第9回 パッシブ運用について

 結論としては、±3%の方が±5%よりも良い結果となる。読者の方は、実際にエクセルで計算できるので、まったく同じになることを確認してもらいたい。これが複利効果を表していることを実感できるはずである。
 まず1期目はどちらもプラスであり、プラス5%の方が当然より増えている。2期目には既に複利効果が見られる。どちらもマイナス3%と5%なので、当初の1万円に戻りそうなものだが、実はどちらも当初元本1万円を少し割り込んでいる。なぜかと言うと、1期目のプラスで元本が増えているため、それに対してマイナス3%と5%をすると、そのマイナス額は1期目のプラス額よりも多くなるからである。これが単利とは異なる部分であり、「行って来い」にはならない理由である。
 更に面白いことに、25期目を過ぎると±5%の方は「常に」±3%を下回るようになる。マイナス5%が積み重なって勝ち分を毀損してしまい、プラス5%でも追いつかなくなるのである。この極めて単純なグラフからも分かる通り、長期で運用する場合、複利効果があるため「負け幅を抑える」ことが非常に重要なのである。
 さて、パッシブ運用である。

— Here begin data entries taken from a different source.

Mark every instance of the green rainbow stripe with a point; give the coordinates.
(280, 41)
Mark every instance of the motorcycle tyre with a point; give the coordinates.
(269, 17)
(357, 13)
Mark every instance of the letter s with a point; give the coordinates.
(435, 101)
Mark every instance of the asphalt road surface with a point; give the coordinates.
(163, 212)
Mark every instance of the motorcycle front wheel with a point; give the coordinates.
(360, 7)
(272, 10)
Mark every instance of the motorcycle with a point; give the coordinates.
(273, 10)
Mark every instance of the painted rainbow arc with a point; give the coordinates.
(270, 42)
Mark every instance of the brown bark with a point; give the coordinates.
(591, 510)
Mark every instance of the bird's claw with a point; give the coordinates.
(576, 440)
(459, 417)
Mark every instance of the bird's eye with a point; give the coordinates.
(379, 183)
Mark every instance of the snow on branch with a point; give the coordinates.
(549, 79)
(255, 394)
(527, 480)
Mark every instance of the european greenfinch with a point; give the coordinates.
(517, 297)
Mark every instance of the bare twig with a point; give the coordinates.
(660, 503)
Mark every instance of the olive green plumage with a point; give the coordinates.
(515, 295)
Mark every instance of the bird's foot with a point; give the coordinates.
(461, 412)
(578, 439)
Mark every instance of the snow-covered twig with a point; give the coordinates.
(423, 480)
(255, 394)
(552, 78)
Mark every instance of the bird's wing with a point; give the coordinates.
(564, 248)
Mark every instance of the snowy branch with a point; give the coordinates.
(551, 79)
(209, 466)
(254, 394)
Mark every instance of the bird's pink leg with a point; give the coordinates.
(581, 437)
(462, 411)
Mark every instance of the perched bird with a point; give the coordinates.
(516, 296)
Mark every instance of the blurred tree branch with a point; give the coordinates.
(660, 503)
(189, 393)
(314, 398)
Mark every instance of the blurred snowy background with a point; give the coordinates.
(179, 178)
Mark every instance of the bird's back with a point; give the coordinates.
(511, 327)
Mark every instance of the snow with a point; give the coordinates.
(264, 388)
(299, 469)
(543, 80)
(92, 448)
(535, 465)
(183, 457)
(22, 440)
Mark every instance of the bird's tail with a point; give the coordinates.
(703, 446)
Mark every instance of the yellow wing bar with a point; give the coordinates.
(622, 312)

もうお分かりであろう。アクティブ運用は、毎年確実に運用報酬でパッシブに負けるのである。複利効果を考えると、それがどれほどのパフォーマンス悪化要因になるか分かるだろう。運用期間が長期間になればなるほど、それは圧倒的な差となって投資結果に跳ね返ってくる。だからこそ、年金投資家のような超長期投資家はパッシブ運用の割合を増やしているのである。

 長期的な資産運用においてパッシブ運用が非常に有効な手段であることを改めて指摘しておきたい。その優位性の源泉は低コストである。運用期間が長期になればなるほど、低コストが効いてくる。また、アクティブ運用が長期的に一貫して市場平均を上回ることが少ないことも、その優位性の理由である。
 では、パッシブ運用にデメリットはないのだろうか?あるとすれば、「つまらないこと」かもしれない。パッシブ運用の本質を理解しても、実際にそれを実行すると、特にダイナミックに動くことがあるわけではなく、「投資判断」を下すことも少ない。せいぜい投資金額を微調整するぐらいだろう。しかも長期で運用して初めてそのメリットが効いてくるので、数年続けて大きな成果が出ない場合、止めたくなってしまうことが多い。その辺りの「何もしないで良い」ところが、逆にパッシブ運用のデメリットと言えるかもしれない。
 これまで本コラムで、指数の本質的役割や機能、個別株投資にも使える統計データ、新しい指数開発、指数やETFを使ったロング・ショートなど、ダイナミックな投資での使い方を紹介してきた。それも一重に、パッシブ運用というものが「ダイナミックではない」「刺激のないもの」と受け止められているからである。何もパッシブ運用ファンドを低コストで長期に持つことだけが指数を使った投資ではない。ETFを個別株と組み合わせてダイナミックにトレーディングするのも、指数を使った運用である。指数と金融商品の進化を受けて、指数を使った運用も進化している。筆者はこれらすべてを総称して「インデックス投資」と呼んでおり、今後世界的に、機関投資家と個人投資家の両方で、インデックス投資が中心になると確信している。